Monday, July 18, 2011

makahiki cocktail

1 oz Ponche de Santo Antão (Cape Verdean rum liqueur)
1/2 oz Aguardiente Grogue de Santo Antão (Cape Verdean rum)
1/2 oz Clarified Sugar Cane Water
1 oz Clarified Lime Juice
1/4 tsp Kona Coffee

Paint the inside of a rocks glass with pineapple paint (sediment after centrifugal clarification, thickened with a tapioca thickener). Add crushed ice, place pineapple ring in middle, add more crushed ice. Shake ingredients with ice and double strain into glass. Pack with more ice. Garnish with a candied pineapple disk (here a charred one) and a Marasca cherry soaked in house allspice dram. Insert a straw down the middle of the glass (through the pineapple ring).

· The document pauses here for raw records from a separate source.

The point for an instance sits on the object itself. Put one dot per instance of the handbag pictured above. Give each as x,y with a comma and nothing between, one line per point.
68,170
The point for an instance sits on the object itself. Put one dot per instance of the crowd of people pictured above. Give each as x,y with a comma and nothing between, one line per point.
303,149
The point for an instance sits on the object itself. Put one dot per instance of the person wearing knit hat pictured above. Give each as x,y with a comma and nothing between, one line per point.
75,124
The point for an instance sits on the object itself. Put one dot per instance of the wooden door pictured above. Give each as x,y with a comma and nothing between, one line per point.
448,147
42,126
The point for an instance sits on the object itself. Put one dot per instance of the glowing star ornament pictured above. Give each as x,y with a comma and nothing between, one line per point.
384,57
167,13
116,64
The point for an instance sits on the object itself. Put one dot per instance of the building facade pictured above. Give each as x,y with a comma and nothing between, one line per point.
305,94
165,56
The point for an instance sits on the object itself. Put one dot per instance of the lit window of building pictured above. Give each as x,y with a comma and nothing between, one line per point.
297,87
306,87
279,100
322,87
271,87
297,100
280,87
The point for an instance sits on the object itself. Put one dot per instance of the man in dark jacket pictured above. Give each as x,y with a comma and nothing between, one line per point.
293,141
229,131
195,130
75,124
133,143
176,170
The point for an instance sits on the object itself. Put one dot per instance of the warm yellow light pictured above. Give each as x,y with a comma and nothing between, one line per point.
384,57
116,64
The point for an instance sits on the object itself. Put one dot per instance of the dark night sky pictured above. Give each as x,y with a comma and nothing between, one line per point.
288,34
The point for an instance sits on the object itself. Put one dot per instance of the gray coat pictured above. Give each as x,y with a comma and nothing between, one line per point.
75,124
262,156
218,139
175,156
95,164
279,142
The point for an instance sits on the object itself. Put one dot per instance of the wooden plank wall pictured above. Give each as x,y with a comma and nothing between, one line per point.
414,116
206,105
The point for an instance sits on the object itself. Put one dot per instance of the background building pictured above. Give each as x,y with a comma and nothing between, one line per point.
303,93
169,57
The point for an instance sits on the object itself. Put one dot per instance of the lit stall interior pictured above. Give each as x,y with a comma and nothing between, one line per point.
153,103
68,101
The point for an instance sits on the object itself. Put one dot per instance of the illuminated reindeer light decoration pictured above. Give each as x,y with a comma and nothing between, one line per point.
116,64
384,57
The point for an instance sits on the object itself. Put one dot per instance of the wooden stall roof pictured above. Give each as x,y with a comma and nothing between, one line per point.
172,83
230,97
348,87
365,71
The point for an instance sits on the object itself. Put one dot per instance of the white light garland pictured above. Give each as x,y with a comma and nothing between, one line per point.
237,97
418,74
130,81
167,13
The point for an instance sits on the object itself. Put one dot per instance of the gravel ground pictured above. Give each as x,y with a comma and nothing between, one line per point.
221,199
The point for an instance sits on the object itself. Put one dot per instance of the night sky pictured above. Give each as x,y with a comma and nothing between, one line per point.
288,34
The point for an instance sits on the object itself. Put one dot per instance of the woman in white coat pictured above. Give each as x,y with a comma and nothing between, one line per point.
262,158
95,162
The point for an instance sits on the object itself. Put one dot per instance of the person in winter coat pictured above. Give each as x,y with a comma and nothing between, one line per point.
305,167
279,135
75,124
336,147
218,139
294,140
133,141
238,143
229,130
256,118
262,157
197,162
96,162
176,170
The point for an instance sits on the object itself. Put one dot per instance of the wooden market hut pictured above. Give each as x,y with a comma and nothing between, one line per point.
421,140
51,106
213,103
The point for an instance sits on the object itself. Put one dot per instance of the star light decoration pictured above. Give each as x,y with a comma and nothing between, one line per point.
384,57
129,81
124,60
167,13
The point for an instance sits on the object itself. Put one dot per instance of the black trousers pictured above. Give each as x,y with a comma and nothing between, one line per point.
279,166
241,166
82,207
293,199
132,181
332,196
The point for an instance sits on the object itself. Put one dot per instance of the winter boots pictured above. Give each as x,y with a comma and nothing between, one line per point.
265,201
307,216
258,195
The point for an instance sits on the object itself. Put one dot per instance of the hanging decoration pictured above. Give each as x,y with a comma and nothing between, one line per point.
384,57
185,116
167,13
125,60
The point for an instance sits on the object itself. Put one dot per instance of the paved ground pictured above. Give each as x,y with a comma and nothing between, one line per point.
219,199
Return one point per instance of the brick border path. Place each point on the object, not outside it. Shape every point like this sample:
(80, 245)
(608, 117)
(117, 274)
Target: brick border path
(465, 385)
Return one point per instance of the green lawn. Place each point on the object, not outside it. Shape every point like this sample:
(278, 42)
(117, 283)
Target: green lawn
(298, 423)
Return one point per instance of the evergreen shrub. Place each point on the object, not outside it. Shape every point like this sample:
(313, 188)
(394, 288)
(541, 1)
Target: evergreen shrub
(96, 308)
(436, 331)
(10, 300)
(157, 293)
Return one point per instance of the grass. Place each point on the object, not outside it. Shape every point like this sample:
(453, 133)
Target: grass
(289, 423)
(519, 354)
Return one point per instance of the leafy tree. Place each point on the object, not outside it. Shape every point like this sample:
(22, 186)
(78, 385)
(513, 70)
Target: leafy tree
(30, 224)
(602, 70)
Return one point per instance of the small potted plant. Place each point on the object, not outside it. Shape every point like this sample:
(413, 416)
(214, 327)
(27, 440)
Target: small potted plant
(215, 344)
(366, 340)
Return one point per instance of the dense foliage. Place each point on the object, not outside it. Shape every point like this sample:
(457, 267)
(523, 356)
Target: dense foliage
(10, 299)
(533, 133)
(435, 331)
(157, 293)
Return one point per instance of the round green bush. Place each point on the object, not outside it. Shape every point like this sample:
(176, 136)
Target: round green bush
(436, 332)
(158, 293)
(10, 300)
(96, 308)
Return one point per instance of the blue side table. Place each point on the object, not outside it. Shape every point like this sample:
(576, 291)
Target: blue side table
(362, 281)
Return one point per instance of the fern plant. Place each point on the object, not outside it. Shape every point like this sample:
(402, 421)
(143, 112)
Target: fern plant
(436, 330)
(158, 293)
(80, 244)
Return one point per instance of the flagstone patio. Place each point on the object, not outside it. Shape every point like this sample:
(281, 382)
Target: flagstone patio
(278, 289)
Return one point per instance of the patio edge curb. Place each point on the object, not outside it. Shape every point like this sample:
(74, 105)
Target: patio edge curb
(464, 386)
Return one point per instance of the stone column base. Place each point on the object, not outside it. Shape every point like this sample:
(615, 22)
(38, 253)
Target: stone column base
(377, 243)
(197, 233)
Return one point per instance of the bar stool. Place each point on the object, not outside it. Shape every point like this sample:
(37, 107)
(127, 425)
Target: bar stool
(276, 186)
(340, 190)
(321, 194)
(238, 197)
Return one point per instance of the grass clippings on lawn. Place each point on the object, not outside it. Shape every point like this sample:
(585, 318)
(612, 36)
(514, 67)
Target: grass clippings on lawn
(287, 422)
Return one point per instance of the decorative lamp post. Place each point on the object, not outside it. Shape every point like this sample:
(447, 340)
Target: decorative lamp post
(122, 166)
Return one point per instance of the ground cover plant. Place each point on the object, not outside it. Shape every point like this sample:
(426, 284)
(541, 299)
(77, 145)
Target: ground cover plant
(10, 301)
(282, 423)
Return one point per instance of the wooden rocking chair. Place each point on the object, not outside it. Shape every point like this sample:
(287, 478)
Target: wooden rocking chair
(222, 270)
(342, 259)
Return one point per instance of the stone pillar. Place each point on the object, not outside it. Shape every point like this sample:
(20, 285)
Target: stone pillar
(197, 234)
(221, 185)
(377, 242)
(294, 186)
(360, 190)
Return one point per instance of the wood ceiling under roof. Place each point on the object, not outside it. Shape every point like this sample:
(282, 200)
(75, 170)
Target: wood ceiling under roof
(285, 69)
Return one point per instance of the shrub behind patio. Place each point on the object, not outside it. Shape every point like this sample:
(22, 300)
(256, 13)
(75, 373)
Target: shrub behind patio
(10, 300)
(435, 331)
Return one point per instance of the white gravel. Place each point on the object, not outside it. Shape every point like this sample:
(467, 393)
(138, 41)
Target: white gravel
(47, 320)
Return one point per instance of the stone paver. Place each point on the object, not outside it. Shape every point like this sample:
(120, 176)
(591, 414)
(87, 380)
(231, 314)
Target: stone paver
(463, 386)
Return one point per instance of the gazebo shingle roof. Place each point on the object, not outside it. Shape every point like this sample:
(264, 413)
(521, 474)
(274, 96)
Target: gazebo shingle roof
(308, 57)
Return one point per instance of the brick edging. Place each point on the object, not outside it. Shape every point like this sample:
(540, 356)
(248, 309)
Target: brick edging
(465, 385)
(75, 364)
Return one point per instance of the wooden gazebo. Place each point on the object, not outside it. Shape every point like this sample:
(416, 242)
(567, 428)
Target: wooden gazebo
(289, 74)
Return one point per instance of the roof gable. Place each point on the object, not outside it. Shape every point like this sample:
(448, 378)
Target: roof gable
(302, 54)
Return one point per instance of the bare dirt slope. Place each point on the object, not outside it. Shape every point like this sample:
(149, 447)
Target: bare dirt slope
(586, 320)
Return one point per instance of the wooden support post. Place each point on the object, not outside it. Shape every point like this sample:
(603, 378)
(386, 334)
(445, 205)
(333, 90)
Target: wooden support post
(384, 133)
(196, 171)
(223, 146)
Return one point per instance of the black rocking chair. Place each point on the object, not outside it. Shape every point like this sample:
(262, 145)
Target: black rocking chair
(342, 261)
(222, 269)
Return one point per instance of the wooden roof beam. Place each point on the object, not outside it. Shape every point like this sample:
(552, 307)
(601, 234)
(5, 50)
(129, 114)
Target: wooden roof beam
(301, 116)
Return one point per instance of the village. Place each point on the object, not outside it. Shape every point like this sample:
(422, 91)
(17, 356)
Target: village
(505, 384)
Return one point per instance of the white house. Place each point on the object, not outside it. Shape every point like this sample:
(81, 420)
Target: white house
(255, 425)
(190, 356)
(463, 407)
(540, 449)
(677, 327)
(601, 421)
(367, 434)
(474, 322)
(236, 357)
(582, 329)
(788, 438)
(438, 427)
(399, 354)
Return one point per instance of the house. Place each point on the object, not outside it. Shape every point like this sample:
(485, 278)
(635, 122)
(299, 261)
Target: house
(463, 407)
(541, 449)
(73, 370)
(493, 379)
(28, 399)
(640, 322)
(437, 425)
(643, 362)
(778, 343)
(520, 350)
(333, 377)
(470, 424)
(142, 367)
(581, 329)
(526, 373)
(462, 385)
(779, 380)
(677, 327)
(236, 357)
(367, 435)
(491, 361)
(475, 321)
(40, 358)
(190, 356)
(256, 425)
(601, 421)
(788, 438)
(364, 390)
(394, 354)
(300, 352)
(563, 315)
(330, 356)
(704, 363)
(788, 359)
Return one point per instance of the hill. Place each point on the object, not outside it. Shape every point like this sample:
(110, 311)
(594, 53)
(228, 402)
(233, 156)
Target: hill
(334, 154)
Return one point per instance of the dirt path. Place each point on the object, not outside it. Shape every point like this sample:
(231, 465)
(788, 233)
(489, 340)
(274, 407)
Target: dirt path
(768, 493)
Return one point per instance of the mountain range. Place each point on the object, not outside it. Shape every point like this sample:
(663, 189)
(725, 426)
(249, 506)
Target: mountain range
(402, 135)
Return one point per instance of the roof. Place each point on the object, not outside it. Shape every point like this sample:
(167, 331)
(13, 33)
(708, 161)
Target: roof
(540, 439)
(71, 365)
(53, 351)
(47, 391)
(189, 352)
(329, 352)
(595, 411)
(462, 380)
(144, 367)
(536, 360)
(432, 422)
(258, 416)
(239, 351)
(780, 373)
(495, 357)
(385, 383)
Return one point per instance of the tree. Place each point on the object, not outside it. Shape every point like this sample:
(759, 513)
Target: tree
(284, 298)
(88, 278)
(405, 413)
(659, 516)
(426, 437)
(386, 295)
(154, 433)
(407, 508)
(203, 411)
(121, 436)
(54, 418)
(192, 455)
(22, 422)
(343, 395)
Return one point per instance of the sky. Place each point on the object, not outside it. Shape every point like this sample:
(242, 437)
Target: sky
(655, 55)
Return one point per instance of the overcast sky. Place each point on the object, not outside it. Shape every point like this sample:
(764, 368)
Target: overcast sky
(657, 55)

Last time I spoke with Randy Wong, he told me that he had a drink that he wanted to make for me, so last night when we stopped by Clio, I had a chance to try it. The drink was the Makahiki Cocktail that garnered him the victory in the Dole Pineapple cocktail contest a few weeks ago. Makahiki is the Hawaiian version of Thanksgiving that occurs during harvest season, and Hawaiians show their gratitude toward their god of agriculture, fertility, and rain. In addition to the pineapple, Randy included sugar cane and coffee grown in Hawaii to round out the islander agricultural theme. Randy describes the Hawaiian symbolism in further detail on his blog.
The Makahiki Cocktail's aroma was primarily from the pineapple garnish. The sip was a light lime and pineapple flavor that had a pleasant sugar cane juice flavor to it; since the drink lacked pineapple juice, Randy explained that the pineapple flavor was from the pineapple paint slowly entering into solution. Next, the sip had a dark rum flavor from the rum, rum liqueur, and coffee. As I have seen elsewhere, coffee and lime make a good flavor pairing, and here it was similar; I say similar because clarified lime juice is a bit different from regular freshly squeezed juice. Randy explained that the drink could probably be made with fresh lime juice (and perhaps muddled pineapple at the bottom), but simple syrup would give a different flavor than the sugar cane water.

1 comment:

Ryan said...

Todd made me a version with muddled pineapple I believe since they were out of the other pineapple components and it was still quite tasty.